Mark Williams wrote:
Hi All (just joined, so please be gentle;-) ),

I have just installed spamassassin v3.0.4 in a test environment (which
is a mirror of the live environment) and have a number of questions,
which I can not see within the manuals/support documentation.

Firstly, this is my configuration:

Server: Linux (RH9.0), with spamassassin installed from
spamassassin.org web site using "make" etc.... (not RPM's). This
machine then runs both IMAP and POP3 for clients. MTA is sendmail

Client(s): Windows XP. All running Windows XP and MS Outlook 2000. All
users connct to POP3 Server (on Linux machine) and use PST files to
download their e-mail(s).

General: Setup is such that spamassassin is site wide (not per user) -
as per management request. All working fine at the moment - just about
to "switch on bayes"

Questions:

(q1) Given that this is a site-wide installation, how do I get the
requisite 200 e-mails (spam/ham) for spamassassin to work with? Where
should I put these (an individual mailbox)?

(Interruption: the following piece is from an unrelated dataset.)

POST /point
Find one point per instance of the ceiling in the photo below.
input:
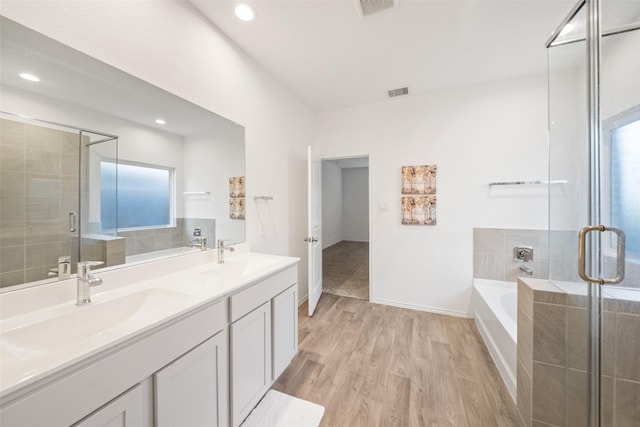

Doesn't matter where you put them, what you need to do is feed them to sa-learn --ham and sa-learn --spam. After sa-learn has examined them and added tokens to it's bayes DB, the emails are no longer needed.

You'll need to do your sa-learn runs as the same user your mail scanning gets executed as. Since you're using sendmail this will likely be root.

However, if you use spamd, it will be very averse to scanning mail while running as root, and will setuid itself to "nobody" to prevent security holes. The home directory for "nobody" isn't writable by nobody, so SA won't use bayes while this is going on. (And don't fix it by giving nobody a home dir that it can write to! Many processes use nobody and expect it to be homeless. Giving it a homedir can weaken your system's security in the event an exploit occurs.)

What you'll want to do in this case is create a separate "spamd" user, and add "-u spamd" to your spamd start up. Then when you want to learn mail, su yourself to spamd.